- Supreme Court of the United States

Argued January 14, 1947 Decided March 6, 1947
- Full case name: United States v. United Mine Workers of America
- Citations: 330 U.S. 258 (more) 67 S. Ct. 677; 91 L. Ed. 884; 1947 U.S. LEXIS 2954; 12 Lab. Cas. (CCH) ¶ 51,239; 19 L.R.R.M. 2346

Case history
- Prior: Cert. to the United States Court of Appeals for the District of Columbia

Holding
- Restraining order and preliminary injunction prohibiting a strike did not violate the Clayton Antitrust Act or the Norris–La Guardia Act.; The trial court was authorized to punish the violation of its orders as criminal contempt.; Fines imposed by the trial court were warranted in the situation.;

Court membership
- Chief Justice Fred M. Vinson Associate Justices Hugo Black · Stanley F. Reed Felix Frankfurter · William O. Douglas Frank Murphy · Robert H. Jackson Wiley B. Rutledge · Harold H. Burton

Case opinions
- Plurality: Vinson, joined by Reed, Jackson, Burton
- Concurrence: Frankfurter
- Concur/dissent: Black, joined by Douglas
- Dissent: Murphy
- Dissent: Rutledge

= United States v. United Mine Workers of America =

United States v. United Mine Workers of America, 330 U.S. 258 (1947), was a case in which the United States Supreme Court examined whether a trial court acted appropriately when it issued a restraining order to prevent a labor strike organized by coal miners.
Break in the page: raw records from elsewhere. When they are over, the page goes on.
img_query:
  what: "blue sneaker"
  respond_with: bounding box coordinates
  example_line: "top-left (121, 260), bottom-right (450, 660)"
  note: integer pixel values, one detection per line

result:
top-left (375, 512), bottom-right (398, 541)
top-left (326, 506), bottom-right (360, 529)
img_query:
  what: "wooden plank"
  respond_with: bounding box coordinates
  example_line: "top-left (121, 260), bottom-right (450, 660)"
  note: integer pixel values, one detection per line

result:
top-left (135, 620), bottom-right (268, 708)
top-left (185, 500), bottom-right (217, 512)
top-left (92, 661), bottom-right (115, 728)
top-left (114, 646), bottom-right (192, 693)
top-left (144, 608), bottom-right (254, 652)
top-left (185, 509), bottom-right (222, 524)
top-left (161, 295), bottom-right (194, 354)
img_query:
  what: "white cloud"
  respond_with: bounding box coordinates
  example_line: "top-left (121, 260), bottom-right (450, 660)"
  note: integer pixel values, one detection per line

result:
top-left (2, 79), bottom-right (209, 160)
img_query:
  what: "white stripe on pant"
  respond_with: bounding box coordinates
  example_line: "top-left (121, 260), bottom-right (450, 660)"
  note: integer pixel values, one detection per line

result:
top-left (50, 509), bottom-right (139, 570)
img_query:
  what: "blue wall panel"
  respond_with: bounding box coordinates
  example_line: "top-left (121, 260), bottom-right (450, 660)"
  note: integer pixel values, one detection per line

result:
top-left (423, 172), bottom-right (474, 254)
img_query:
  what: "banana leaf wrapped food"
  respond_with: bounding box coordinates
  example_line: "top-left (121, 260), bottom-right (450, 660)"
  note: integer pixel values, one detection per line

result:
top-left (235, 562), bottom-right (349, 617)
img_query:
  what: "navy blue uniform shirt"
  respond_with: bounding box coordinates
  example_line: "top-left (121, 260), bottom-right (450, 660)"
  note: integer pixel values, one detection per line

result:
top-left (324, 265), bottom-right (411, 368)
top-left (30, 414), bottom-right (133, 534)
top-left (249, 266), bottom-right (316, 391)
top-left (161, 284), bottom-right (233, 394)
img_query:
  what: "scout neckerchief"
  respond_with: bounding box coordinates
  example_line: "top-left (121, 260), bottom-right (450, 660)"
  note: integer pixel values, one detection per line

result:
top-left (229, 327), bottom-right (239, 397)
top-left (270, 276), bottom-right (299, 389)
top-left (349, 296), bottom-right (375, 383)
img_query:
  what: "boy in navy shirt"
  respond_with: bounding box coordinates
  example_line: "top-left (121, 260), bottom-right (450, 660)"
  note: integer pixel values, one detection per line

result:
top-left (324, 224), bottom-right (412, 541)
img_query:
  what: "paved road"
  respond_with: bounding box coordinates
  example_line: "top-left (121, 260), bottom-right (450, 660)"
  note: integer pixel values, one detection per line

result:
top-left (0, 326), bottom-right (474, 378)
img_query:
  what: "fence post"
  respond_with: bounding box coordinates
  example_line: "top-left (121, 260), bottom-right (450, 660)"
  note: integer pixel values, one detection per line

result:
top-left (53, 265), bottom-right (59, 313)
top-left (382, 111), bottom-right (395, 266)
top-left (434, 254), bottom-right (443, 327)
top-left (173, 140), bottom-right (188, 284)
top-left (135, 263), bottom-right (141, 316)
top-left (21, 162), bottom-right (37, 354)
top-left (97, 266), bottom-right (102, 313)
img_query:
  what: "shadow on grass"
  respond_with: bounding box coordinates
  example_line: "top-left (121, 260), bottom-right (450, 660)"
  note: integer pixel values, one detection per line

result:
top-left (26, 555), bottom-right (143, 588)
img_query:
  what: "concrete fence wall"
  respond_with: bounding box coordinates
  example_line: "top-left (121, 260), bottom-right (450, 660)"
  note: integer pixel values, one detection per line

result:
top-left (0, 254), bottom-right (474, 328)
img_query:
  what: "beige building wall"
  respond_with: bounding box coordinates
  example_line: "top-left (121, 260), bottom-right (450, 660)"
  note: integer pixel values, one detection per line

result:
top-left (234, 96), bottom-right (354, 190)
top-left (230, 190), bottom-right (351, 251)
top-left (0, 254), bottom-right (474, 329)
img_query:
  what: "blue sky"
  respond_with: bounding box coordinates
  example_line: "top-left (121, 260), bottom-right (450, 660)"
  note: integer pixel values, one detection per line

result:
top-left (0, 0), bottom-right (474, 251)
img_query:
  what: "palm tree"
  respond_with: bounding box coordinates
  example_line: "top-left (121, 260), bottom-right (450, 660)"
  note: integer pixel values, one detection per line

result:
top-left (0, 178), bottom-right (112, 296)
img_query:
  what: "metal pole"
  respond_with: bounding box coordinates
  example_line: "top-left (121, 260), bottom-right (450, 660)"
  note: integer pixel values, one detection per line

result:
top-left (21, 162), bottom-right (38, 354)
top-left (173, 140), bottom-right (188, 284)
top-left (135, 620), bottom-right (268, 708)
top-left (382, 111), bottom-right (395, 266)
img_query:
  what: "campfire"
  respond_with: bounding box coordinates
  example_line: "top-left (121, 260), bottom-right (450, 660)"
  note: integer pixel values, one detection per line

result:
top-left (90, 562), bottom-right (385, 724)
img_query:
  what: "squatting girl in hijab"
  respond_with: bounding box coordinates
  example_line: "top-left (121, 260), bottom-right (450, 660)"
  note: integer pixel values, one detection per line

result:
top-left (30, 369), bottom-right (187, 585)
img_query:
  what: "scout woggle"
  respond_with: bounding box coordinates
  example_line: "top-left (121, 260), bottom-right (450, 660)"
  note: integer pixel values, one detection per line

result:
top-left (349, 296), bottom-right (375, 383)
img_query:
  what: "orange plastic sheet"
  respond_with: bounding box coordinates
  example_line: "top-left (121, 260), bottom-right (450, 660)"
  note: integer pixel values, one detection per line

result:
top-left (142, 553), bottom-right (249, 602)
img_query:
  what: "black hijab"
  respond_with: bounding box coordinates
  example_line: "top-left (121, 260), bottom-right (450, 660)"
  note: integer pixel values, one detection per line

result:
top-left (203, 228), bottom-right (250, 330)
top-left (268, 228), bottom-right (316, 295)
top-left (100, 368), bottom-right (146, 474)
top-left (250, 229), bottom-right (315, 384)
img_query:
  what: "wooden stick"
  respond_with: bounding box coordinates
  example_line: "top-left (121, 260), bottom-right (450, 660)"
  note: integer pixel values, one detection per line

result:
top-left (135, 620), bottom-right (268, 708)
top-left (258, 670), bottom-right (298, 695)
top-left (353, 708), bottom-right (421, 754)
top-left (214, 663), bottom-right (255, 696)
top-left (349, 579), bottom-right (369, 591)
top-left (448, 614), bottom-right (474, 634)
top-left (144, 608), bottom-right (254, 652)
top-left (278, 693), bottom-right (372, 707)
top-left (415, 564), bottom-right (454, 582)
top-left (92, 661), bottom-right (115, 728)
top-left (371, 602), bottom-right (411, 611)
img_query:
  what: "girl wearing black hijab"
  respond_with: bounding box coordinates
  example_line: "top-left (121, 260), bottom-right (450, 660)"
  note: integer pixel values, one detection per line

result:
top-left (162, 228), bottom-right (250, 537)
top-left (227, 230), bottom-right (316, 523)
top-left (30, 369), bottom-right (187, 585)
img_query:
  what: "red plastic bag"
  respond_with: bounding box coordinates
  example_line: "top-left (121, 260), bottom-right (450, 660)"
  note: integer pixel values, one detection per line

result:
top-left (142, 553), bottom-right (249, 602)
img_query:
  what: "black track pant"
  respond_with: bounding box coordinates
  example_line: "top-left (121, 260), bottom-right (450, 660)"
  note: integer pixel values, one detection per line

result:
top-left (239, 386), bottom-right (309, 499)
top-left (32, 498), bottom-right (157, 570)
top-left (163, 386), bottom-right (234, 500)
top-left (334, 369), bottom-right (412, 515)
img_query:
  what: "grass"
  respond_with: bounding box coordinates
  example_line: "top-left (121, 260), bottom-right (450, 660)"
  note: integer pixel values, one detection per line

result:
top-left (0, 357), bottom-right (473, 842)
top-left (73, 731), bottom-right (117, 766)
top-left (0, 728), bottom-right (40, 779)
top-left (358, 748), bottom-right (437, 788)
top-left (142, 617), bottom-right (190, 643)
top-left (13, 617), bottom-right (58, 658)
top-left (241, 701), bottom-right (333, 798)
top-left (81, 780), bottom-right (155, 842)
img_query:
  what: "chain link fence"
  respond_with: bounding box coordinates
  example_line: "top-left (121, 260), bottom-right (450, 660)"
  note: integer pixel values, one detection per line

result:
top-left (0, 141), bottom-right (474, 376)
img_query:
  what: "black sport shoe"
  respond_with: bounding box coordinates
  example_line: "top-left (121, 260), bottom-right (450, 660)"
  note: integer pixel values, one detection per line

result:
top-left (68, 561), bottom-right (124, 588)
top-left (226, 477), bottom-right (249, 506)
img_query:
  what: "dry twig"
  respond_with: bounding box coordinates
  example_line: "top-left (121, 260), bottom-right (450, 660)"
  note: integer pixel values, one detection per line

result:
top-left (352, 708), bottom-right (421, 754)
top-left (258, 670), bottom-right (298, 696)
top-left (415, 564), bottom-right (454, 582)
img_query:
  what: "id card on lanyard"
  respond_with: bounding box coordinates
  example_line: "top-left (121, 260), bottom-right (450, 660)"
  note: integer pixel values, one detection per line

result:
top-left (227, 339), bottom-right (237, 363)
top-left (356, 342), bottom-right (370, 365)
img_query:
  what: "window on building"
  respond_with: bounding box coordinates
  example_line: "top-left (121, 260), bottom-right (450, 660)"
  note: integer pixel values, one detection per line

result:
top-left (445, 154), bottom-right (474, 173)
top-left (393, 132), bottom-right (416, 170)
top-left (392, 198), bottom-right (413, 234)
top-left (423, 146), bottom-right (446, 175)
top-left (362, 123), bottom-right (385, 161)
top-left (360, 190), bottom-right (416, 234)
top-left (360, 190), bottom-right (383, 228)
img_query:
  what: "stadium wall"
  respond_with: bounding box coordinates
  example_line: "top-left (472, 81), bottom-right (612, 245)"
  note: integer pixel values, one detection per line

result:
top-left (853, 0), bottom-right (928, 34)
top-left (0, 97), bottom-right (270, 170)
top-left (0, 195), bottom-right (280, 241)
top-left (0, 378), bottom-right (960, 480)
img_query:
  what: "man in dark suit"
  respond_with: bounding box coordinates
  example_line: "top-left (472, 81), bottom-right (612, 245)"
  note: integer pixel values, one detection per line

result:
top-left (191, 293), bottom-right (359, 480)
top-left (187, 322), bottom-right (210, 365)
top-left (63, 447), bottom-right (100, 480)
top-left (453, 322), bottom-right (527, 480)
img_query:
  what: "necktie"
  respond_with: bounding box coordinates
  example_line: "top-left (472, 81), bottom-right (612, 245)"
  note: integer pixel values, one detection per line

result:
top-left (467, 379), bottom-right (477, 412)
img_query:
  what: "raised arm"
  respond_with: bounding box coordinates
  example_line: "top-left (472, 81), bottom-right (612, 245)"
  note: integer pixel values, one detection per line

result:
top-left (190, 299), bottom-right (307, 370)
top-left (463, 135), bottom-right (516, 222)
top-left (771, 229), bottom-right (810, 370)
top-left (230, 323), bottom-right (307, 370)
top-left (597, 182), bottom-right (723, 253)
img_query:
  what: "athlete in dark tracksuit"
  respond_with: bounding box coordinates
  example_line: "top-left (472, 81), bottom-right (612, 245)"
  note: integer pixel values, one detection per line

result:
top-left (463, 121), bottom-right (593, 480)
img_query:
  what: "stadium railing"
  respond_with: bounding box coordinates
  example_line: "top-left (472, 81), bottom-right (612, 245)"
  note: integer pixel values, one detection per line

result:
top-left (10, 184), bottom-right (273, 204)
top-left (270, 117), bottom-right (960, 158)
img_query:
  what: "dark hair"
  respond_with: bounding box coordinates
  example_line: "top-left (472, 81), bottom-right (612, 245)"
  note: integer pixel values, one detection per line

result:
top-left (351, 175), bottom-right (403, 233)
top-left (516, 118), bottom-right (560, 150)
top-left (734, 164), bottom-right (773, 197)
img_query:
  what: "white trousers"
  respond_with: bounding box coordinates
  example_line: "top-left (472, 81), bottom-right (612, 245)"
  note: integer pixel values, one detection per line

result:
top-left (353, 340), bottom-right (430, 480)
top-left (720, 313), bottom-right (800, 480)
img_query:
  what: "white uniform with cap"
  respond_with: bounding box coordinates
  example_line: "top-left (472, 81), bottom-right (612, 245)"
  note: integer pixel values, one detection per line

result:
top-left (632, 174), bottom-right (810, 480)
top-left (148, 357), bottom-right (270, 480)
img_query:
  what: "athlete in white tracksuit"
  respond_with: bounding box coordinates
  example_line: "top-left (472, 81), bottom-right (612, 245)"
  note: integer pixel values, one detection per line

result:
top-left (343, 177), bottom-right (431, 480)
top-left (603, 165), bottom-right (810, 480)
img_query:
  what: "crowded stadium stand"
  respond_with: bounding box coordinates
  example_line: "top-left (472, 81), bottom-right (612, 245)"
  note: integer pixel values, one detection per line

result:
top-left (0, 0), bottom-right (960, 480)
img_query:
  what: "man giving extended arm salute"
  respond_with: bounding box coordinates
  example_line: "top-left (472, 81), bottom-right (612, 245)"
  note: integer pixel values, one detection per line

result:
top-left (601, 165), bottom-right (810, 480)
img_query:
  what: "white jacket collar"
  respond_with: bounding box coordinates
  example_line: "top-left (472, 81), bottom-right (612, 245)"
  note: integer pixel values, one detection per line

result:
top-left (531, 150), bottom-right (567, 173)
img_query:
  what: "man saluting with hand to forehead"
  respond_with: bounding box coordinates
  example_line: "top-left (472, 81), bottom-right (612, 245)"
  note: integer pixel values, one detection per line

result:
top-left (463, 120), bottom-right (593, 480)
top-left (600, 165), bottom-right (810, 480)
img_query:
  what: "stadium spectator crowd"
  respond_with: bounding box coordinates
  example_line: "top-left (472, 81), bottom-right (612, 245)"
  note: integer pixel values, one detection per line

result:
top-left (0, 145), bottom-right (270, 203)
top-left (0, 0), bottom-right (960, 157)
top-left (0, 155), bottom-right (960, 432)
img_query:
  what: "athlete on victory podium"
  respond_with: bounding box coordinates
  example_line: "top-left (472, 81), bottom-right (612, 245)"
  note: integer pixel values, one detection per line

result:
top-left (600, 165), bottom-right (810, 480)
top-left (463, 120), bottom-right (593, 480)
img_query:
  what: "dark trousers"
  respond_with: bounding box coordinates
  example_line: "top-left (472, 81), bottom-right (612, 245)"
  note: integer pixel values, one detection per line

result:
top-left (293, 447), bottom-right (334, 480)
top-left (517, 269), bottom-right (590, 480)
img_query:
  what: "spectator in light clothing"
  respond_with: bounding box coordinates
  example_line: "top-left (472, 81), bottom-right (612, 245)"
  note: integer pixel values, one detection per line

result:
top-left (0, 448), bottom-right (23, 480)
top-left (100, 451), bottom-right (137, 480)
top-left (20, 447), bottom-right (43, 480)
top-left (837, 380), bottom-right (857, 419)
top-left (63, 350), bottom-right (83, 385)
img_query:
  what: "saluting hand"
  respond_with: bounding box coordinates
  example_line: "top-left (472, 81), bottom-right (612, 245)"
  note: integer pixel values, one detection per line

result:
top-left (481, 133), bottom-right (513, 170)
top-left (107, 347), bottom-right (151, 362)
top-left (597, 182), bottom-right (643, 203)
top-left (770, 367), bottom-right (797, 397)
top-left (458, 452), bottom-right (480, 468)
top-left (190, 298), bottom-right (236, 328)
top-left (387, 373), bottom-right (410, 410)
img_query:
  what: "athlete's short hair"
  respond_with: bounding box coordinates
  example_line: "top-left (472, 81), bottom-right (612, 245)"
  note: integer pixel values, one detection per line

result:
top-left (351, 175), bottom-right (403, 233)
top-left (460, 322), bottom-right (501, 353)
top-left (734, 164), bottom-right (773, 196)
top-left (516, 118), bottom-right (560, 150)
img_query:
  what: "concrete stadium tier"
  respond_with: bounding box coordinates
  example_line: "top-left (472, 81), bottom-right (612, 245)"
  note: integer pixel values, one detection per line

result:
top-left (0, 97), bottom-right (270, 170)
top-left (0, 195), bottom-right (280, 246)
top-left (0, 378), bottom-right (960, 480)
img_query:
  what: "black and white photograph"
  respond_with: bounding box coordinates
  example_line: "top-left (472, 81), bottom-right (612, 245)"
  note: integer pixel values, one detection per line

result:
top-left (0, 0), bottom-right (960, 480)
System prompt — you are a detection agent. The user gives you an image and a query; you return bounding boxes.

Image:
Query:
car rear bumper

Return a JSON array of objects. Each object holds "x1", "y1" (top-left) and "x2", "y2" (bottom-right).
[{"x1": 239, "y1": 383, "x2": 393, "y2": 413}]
In an opinion written by Chief Justice Fred M. Vinson, the Court held that a restraining order and preliminary injunction prohibiting a strike did not violate the Clayton Antitrust Act or the Norris–La Guardia Act, that the trial court was authorized to punish the violation of its orders as criminal contempt, and that fines imposed by the trial court were warranted in the situation.